Through the endeavours of his Texas-based Blue Origin aerospace company, which is currently building a rocket manufacturing centre in Cape Canaveral, he’s taking on billionaire innovative rivals Elon Musk and Sir Richard Branson and is intent on winning the corporate space race. Bezos has just powered up his efforts after cashing in almost US$1 billion worth of Amazon shares in early 2017, according to filings with the US Securities and Exchange Commission.
"While contemplating the future of the internet back in 2000, Bezos’s ambitions went through the stratosphere. He secretly started making rocket ships."
Space continues to be a private obsession, one that springs from a childhood devotion to the Star Trek television series and from the encouragement of his maternal grandfather, a one-time director of the US Atomic Energy Commission.

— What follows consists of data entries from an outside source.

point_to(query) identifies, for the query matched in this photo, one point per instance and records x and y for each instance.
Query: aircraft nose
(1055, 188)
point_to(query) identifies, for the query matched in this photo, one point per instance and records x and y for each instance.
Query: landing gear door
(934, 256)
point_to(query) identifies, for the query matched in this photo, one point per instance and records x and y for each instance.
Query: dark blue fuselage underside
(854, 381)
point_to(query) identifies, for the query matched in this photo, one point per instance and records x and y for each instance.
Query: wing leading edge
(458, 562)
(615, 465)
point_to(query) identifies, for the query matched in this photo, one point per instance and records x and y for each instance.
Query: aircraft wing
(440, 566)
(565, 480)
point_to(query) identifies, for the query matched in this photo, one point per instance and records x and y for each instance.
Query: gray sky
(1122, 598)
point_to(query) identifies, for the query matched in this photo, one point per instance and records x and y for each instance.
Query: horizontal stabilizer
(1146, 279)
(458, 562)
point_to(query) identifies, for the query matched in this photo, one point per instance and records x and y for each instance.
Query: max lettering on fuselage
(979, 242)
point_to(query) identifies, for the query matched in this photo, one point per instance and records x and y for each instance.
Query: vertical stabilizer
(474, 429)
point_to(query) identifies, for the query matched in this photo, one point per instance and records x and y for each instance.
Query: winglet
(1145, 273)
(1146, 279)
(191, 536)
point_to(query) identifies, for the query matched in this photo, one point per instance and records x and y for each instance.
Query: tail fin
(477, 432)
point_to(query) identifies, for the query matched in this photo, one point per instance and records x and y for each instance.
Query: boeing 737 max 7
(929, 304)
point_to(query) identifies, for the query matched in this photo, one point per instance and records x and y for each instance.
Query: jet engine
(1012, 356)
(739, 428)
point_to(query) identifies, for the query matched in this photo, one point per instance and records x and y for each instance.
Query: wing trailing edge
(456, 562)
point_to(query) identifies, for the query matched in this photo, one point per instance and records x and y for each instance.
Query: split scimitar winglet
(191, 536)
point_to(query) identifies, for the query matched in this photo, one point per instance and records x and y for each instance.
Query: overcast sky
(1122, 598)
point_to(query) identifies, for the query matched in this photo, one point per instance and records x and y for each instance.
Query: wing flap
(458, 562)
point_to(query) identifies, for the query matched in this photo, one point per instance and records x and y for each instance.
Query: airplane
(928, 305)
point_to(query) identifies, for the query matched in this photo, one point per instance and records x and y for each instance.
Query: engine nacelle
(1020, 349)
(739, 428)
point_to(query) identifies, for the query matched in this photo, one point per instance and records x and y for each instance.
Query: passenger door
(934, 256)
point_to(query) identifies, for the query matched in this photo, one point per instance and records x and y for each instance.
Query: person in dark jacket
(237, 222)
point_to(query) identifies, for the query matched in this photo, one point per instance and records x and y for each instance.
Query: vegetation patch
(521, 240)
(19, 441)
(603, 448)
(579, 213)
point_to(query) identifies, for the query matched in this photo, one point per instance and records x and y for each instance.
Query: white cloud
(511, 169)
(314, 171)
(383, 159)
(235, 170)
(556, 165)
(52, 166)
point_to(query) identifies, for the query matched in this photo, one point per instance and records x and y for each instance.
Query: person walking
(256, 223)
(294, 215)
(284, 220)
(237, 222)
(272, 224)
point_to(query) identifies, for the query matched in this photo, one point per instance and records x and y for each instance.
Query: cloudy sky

A wall at Amazon HQ features a transcript of the communications between the moon-landing astronauts of Apollo 11 and mission control in 1969.
Today Bezos works one day a week as head of Blue Origin, which has a familiar ethos as it aims to lower the cost of space travel with reusable rockets and get in first with a commercial astro-tourism voyage in 2018. “If we can make access to space low-cost, then entrepreneurs will be unleashed,” Bezos told the 33rd Space Symposium in Colorado in April. “You will see creativity, you will see dynamism, you will see the same thing in space that I’ve witnessed on the internet in the last 20 years.” People, it’s time to prepare for lift off.